Is SQL Server secretly using unused indexes?

Greg S 2016-09-21 19:38:01

This scenario occurred on SQL 2014.

I have a large, complicated query which I've been performance tuning. In the plan, there exists an Index Scan leading into a Merge Join. Since I know that it will be doing a MAX aggregate after this join, I thought I would try adding a filtered index (matching the query predicate) on the aggregated column. After I apply the new index, I get a plan which now performs an Index Seek into a Nested Loop join. However, the seek is on the original index, not the one that I created. In fact, the new index is not used at all in the query plan. I confirm this by checking *sys.dm_db_index_usage_stats* and verifying that seeks, scans and lookups are all zero.

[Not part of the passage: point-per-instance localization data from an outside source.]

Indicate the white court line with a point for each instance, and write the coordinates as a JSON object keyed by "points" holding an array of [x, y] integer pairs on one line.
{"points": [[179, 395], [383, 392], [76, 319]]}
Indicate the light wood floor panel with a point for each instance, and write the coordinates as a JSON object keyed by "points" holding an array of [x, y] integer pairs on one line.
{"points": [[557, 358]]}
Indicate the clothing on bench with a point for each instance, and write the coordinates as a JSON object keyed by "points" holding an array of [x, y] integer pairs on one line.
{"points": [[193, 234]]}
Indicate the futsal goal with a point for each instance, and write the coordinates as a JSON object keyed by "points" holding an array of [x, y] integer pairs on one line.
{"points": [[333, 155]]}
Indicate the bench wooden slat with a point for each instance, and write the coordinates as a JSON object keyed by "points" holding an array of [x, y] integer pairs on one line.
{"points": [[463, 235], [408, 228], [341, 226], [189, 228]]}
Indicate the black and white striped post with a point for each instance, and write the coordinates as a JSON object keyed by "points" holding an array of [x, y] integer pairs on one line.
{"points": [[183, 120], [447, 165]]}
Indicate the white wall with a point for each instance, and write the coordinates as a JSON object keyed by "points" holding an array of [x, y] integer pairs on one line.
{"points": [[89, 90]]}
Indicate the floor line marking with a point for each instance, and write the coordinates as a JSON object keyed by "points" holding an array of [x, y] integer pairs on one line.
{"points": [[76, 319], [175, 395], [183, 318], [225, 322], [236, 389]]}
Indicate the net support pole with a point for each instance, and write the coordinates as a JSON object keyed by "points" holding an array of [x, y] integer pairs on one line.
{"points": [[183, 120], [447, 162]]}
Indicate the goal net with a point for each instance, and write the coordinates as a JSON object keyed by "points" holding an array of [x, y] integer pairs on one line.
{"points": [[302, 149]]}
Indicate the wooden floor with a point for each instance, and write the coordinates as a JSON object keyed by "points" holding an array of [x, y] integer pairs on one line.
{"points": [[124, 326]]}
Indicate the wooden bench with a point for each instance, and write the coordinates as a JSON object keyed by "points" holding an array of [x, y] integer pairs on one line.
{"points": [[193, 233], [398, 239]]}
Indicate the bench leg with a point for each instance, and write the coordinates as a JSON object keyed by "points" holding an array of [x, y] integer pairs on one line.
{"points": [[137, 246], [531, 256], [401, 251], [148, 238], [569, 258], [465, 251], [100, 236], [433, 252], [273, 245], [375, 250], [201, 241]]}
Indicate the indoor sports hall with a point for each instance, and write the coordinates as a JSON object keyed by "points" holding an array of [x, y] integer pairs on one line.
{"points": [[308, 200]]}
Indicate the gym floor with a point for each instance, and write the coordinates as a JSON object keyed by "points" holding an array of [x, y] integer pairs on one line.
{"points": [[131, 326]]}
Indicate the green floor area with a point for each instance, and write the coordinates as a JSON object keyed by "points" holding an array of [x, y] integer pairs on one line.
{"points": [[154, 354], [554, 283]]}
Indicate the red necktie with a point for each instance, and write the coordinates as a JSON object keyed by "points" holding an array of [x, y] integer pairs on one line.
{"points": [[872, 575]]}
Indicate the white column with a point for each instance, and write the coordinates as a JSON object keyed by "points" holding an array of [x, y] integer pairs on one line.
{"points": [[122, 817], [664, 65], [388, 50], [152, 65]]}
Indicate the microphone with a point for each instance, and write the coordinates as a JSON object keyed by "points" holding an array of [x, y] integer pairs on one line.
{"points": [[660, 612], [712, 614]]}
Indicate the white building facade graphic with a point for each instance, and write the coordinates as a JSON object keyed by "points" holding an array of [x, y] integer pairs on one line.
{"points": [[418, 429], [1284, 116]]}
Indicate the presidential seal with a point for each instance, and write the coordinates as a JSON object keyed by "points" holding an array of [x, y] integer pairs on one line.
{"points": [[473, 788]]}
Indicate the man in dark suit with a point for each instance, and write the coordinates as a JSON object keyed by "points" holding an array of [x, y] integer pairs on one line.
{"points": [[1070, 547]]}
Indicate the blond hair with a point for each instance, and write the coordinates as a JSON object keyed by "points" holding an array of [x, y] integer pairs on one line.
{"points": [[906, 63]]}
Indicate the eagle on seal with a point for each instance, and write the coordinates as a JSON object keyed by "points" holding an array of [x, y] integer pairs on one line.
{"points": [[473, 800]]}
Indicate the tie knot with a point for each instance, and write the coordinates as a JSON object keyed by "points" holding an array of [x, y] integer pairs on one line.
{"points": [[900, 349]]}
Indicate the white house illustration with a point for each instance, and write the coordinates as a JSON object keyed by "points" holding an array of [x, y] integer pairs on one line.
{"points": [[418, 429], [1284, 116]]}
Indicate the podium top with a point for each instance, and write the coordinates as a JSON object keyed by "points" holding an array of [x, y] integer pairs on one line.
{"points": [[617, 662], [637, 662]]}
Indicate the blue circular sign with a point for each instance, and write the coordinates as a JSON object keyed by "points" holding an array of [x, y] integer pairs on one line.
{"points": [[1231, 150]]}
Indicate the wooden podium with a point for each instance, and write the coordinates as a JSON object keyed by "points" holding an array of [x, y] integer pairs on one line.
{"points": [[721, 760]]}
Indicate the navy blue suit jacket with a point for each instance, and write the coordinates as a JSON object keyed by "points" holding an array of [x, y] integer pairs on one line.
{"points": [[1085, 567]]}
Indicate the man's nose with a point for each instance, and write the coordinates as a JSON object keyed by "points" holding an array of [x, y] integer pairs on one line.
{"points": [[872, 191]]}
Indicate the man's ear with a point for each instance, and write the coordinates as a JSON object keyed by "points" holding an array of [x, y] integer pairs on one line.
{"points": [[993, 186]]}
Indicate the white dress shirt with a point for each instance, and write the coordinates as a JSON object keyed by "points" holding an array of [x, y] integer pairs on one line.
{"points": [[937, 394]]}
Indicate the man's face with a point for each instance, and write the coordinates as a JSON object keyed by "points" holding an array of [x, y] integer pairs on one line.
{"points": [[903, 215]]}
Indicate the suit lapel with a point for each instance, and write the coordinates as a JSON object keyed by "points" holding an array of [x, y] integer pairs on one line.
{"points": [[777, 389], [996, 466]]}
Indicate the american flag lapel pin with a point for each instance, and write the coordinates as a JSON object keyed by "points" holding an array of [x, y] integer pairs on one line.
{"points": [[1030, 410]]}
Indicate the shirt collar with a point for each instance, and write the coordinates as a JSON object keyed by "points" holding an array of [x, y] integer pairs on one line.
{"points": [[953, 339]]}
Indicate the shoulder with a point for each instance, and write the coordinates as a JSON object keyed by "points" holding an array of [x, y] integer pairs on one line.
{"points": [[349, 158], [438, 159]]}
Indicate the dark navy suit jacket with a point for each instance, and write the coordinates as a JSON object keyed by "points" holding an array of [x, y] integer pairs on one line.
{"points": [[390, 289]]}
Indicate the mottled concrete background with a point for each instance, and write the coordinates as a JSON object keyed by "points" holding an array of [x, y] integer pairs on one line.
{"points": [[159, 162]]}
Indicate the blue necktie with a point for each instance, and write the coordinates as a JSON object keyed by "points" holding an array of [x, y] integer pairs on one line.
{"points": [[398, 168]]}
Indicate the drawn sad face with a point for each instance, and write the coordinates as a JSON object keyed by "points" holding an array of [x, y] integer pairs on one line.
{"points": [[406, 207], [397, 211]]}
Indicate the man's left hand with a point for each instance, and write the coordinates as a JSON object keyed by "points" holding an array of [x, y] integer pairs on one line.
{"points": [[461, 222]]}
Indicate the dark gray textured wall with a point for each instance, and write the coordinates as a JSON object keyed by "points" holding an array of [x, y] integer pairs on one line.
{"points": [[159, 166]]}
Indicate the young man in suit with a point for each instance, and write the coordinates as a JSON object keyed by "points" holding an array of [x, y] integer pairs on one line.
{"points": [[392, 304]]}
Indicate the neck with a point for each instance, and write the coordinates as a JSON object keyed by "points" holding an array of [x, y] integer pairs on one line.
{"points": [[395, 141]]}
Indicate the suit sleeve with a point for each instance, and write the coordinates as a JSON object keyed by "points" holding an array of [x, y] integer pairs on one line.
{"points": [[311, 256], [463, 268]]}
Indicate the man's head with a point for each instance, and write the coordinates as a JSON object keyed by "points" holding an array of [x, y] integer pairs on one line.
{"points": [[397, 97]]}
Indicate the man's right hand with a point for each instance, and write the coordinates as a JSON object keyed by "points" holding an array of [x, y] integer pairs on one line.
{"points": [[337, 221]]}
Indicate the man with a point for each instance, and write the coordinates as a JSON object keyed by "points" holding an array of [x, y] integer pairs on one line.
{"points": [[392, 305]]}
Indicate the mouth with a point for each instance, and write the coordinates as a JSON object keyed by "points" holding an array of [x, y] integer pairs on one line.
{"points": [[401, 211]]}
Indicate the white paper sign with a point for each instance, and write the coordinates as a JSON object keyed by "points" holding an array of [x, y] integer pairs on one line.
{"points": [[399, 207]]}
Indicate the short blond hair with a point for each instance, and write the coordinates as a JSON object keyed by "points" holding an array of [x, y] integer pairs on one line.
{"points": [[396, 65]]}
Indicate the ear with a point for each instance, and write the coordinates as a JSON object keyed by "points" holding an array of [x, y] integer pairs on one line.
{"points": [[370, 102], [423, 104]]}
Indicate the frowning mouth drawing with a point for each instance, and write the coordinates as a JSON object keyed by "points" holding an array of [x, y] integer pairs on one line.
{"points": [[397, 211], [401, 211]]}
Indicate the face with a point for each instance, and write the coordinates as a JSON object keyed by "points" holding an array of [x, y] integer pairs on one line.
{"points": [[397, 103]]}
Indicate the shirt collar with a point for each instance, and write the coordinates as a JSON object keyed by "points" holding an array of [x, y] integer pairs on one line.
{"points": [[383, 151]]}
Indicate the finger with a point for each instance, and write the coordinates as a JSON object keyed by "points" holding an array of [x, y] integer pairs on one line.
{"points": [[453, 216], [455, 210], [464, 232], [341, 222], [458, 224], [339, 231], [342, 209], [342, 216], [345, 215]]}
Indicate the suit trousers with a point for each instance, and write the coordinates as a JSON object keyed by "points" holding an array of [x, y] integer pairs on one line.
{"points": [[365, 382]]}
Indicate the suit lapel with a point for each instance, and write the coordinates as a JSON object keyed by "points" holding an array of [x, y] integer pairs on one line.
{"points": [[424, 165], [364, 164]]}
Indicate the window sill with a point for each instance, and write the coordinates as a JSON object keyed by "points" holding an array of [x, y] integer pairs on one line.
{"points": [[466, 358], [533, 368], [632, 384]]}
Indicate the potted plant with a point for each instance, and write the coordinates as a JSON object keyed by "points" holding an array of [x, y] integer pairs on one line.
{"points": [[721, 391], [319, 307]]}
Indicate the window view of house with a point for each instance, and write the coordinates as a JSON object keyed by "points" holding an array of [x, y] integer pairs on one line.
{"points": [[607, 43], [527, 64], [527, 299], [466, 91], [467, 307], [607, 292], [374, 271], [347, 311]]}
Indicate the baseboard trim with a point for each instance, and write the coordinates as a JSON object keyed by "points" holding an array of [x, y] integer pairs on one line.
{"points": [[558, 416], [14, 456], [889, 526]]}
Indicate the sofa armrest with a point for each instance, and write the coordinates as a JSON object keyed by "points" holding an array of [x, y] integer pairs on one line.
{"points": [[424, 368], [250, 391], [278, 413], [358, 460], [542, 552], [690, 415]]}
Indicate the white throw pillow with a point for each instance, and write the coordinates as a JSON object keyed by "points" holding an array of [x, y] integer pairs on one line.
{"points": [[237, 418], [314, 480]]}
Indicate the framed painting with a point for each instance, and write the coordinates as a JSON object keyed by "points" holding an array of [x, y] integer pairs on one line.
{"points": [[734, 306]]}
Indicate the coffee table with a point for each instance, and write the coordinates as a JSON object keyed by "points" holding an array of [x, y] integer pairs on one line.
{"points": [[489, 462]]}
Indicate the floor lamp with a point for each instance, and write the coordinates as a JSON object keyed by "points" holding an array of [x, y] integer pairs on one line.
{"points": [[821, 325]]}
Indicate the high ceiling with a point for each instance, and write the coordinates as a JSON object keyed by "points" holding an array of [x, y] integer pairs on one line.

I drop the new index and get the original query plan.

Obviously, I conclude that the statistics associated with the index are the crucial factor. I update statistics on the underlying table but the original plan remains unchanged. I can still add the index and get the new plan and then drop it to get the original plan. So I create new statistics that match the fields and filter of the new index but the original plan remains. So we can conclude that the statistics are not the crucial factor. Only when I create the index will the plan change.

So the SQL 2014 optimizer is creating different plans based on the existence of an index without ever using that index. What's going on? More importantly, how can I get the second plan without having to create an unused index (which will be prone to periodically being tagged for deletion by the DBAs because it is entirely unused).

Vlady Oselsky 2016-09-21 20:00:30
Can you post both execution plans?
Greg S 2016-09-21 20:15:43
In withoutindex I am looking at Object8.Index19. In withindex, the same index is Object8.Index18.
Greg S 2016-09-21 20:17:30
I am looking at the Statement that begins "WITH Object2 AS"
Vlady Oselsky 2016-09-21 20:28:07
Have you tried to add "WITH (INDEX(INDEX_NAME))" clause to try to force it to use the original index? Also, what do you see in index analysis when running without the new index? Lastly, have you tried to delete plan cache for this query?
Greg S 2016-09-21 20:31:21
My concern is not that I want it to use the index. I want to be able to drop the unused index and keep the same execution plan.
Vlady Oselsky 2016-09-21 20:35:46
How many indexes you have on the table? Did you ever see the flowing post I wonder if something crazy is happening in your case https://www.brentozar.com/archive/2016/03/indexes-helping-indexes/
Greg S 2016-09-22 01:31:34
There are about 8 indexes on that table.
SQLkiwi 2016-09-22 07:06:28
>So the SQL 2014 optimizer is creating different plans based on the existence of an index without ever using that index. What's going on?

The optimizer's starting point and search is guided by a number of inputs, existing indexes being one among many. Given a complex query where it is not possible to explore every alternative the optimizer is capable of generating, the final plan will depend sensitively on the initial join order chosen, initial cardinality estimates, and the precise code path taken through the optimizer.

That is quite generally true, for all but the simplest queries, even when optimization does not terminate with the Time Out reason, as it does in both plans provided. Simply, the optimizer found something good enough after making a reasonable number of exploration and implementation attempts based on the initial costing and complexity of the query.

More importantly, how can I get the second plan without having to create an unused index (which will be prone to periodically being tagged for deletion by the DBAs because it is entirely unused).

You might be able to get the second plan using a plan guide or USE PLAN hint, depending on the definition of the filtered index. In any case, and especially if the query is not suitable for a plan guide, often the best way to get the highest quality plan from a complex query is to break it up into smaller queries, using small temporary tables (not variables, generally) to get useful statistics on the intermediate result sets, and give the optimizer the best quality information, and a reasonably-sized search space for each query.